According to CoinDesk, M^0, a protocol enabling institutions to mint stablecoins backed by U.S. Treasury bills, has partnered with Fireblocks to provide cryptocurrency custody services to its issuers. This collaboration aims to streamline the process for institutions using M^0 to mint cryptodollars by integrating Fireblocks' key-management system for secure and efficient operations.

M^0 Labs CEO Luca Prosperi emphasized the importance of creating institutional-ready modules for minters and validators. He noted that Fireblocks' sophisticated workflow and key management systems make it an ideal partner for handling crypto assets. The protocol, governed by the decentralized M^0 Foundation, allows users to manage stablecoins with flexible yield-sharing options, addressing a gap in existing stablecoin systems where yield typically goes to either token issuers or holders.
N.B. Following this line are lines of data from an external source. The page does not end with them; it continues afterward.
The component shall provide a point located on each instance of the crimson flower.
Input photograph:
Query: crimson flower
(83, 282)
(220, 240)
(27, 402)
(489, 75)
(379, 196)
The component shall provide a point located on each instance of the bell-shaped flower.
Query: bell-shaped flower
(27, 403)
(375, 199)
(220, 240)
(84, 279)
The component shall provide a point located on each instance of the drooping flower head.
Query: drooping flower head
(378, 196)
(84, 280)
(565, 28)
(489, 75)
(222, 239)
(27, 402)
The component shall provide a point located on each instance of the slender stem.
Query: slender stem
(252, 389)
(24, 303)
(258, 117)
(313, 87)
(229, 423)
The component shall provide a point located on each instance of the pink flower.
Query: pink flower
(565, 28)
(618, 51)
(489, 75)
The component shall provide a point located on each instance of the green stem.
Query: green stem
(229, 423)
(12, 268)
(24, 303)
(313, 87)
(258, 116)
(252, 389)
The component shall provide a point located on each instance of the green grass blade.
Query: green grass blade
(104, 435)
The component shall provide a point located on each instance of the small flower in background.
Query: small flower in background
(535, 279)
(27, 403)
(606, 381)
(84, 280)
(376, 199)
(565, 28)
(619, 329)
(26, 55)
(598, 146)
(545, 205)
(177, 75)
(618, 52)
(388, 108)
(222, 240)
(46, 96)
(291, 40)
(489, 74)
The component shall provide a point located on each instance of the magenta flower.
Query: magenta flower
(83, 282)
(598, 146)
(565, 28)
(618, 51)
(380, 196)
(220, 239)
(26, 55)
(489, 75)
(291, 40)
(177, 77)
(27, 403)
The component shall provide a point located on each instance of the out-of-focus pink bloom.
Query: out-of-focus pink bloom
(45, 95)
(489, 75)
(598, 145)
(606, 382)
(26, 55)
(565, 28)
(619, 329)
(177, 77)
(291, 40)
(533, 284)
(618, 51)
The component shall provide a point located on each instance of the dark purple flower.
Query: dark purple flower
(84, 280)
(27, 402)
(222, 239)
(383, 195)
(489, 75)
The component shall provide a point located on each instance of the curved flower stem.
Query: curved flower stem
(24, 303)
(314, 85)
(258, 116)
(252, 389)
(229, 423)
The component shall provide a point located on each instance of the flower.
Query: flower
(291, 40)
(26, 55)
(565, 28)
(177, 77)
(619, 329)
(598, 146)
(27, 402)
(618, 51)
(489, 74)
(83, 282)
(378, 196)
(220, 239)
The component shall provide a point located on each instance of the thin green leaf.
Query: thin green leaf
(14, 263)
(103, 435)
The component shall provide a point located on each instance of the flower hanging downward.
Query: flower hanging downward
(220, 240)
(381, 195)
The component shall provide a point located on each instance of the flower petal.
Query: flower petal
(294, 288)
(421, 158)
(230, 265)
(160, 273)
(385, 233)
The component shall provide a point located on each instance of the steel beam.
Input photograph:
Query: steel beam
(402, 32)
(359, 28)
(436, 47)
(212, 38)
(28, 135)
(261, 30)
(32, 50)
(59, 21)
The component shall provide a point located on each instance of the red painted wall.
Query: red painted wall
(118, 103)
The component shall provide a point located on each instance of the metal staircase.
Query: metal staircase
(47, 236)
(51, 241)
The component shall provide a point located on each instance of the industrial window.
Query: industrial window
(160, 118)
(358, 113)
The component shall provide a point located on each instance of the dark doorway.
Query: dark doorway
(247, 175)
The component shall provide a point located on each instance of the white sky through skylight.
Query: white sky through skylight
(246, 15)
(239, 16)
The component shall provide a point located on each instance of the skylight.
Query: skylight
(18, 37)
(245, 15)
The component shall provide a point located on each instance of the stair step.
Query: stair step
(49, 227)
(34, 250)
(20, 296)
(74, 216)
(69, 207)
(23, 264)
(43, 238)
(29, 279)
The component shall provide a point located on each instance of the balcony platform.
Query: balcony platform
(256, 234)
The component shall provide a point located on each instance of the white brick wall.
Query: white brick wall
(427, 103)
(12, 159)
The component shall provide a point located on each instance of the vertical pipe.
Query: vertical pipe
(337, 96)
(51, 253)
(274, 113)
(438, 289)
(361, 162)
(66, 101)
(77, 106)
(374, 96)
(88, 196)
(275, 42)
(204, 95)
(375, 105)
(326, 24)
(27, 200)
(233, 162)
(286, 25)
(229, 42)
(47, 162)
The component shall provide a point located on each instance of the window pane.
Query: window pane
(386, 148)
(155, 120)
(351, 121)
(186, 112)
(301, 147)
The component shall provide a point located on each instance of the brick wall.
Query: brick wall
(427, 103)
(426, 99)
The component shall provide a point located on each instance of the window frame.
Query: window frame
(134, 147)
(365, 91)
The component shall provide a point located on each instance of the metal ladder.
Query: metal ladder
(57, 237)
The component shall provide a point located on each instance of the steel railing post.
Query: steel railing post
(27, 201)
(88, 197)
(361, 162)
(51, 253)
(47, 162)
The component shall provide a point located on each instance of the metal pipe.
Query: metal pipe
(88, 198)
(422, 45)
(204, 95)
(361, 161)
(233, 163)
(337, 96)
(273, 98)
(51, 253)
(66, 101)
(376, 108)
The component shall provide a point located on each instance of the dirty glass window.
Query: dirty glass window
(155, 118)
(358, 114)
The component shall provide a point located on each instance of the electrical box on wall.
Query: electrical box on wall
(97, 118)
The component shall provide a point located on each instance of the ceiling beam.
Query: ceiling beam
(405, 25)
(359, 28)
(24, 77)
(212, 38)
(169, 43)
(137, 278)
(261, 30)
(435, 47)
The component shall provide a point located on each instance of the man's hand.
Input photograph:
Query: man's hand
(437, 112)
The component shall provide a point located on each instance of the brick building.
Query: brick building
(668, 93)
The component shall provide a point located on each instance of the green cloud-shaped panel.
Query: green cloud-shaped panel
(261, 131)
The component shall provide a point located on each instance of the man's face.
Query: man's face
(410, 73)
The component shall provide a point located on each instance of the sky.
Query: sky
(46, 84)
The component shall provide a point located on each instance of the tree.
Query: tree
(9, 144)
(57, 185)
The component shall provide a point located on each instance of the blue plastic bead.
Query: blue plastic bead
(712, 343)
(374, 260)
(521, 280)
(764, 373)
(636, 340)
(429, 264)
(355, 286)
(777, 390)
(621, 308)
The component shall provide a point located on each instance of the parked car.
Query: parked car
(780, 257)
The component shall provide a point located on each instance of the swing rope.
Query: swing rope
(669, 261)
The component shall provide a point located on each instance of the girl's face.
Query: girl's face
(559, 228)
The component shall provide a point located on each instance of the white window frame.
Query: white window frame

The success of stablecoin issuers like Tether and Circle has highlighted the need for more adaptable systems. M^0 offers a unique business model that enables users to wrap stablecoins and choose how to distribute yield, whether keeping it entirely or sharing it based on specific criteria. This flexibility aims to incentivize ecosystem participation without relying on cumbersome paper-based contracts.

M^0 has accumulated a float of approximately $30 million, with reserves independently validated on-chain every 30 hours. However, the service is not available to users in the U.S.